Memory subsystem 608 includes a number of memories including a main random access memory (RAM) 618 for storage of instructions and data during program execution and a read-only memory (ROM) 620 in which fixed instructions are stored. File storage subsystem 610 can provide persistent (i.e., non-volatile) storage for program and data files, and can include a magnetic or solid-state hard disk drive, an optical drive along with associated removable media (e.g., CD-ROM, DVD, Blu-Ray, etc.), a removable flash memory-based drive or card, and/or other types of storage media known in the art.
It should be appreciated that computer system 600 is illustrative and many other configurations having more or fewer components than system 600 are possible.
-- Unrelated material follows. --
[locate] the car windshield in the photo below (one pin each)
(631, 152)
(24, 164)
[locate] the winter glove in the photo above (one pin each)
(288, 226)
The above description illustrates various embodiments of the present disclosure along with examples of how aspects of these embodiments may be implemented. The above examples and embodiments should not be deemed to be the only embodiments, and are presented to illustrate the flexibility and advantages of the present disclosure as defined by the following claims. For example, although certain embodiments have been described with respect to particular process flows and steps, it should be apparent to those skilled in the art that the scope of the present disclosure is not strictly limited to the described flows and steps. Steps described as sequential may be executed in parallel, order of steps may be varied, and steps may be modified, combined, added, or omitted. As another example, although certain embodiments have been described using a particular combination of hardware and software, it should be recognized that other combinations of hardware and software are possible, and that specific operations described as being implemented in software can also be implemented in hardware and vice versa.
The specification and drawings are, accordingly, to be regarded in an illustrative rather than restrictive sense. Other arrangements, embodiments, implementations and equivalents will be evident to those skilled in the art and may be employed without departing from the spirit and scope of the present disclosure as set forth in the following claims.